ÇÖLYAK İÇİN HESAPLI ÜRÜNLER
Glutensiz ürünleri ile çölyak hastaları için ekonomik bir seçenek olarak raflarda yerini alan İHE, tüm Türkiye’ye adrese teslim ürün yolluyor. Çölyak hastaları için hayati önem taşıyan glutensiz ürünlerin piyasa değerinin 3’te bir fiyatına satıldığını kaydeden Özgen Nama, “Glutensiz ürünleri piyasa ortalamasına baktığımızda 3’te bir fiyatına satıyoruz. Sadece İstanbul’da değil, Türkiye’nin her iline kargo aracılığı ile gönderiyoruz. Burada ürün çeşitliliğini ve dağıtım organizasyonunu yeniden yapılandırarak ihtiyaç sahiplerine erişimi daha da kolay hale getireceğiz” ifadelerini kullandı. Yılbaşında İmamoğlu’nun çölyak hastalarına İHE aracılığıyla hediye gönderdiğini de anlatan Nama, “İlk defa bu yılbaşında çölyak hastaları için bir uygulama yapıldı. Ekrem İmamoğlu’nun yeni yıl dileklerinin de yer aldığı bir kart postal ile glutensiz ürünleri hediye olarak yaklaşık bin çölyak hastasının adreslerine gönderdik” dedi.
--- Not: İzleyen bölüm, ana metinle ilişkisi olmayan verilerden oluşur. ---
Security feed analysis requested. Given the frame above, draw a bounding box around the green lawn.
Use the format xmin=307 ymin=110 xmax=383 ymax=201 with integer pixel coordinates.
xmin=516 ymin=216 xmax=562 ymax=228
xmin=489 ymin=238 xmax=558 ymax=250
İHE’DEN İLAÇ GİBİ EKMEK: ALTINBAHAR
İHE’nin AR-GE Şefi Burak Sanga, 60 yaş üzeri yurttaşların sağlık sorunları yaşamamaları için üretime soktukları Altınbahar ekmeğini anlattı. Bir akademisyenin önerisi üzerine çalışmalara başlandığını ve ortaya besin değeri yüksek bir ekmek çıktığını söyleyen Sanga, “Yaşlı tüketicilerde kemik erimesi, kalsiyum eksikliği gibi sorunlara yönelik takviye besin olabilecek bir ekmek yaptık. Ortaya hem lezzetli hem besin değerleri çok yüksek bir ürün çıktı. Yaşlı bir yurttaş hastaneye gittiği zaman doktor ona kalsiyum, protein gibi değerleri sıvı içerikli ilaçlarla veriyor. Bu ilaçların tanesi eczanelerde ortalama 20 TL civarında satılıyor. Biz daha yüksek değerlerleri 70 gramlık porsiyon olan bir ekmeğe sığdırdık. Altınbahar ekmeğinin fiyatı da sadece 1 buçuk TL. İçeriğinde 21 hammadde kullanıldı. 60 yaş üzeri birinin kalsiyum ve D vitamini açısından günde iki tane Altınbahar ekmek yemesi halinde o gün et, süt gibi besinleri almasına gerek kalmıyor” dedi.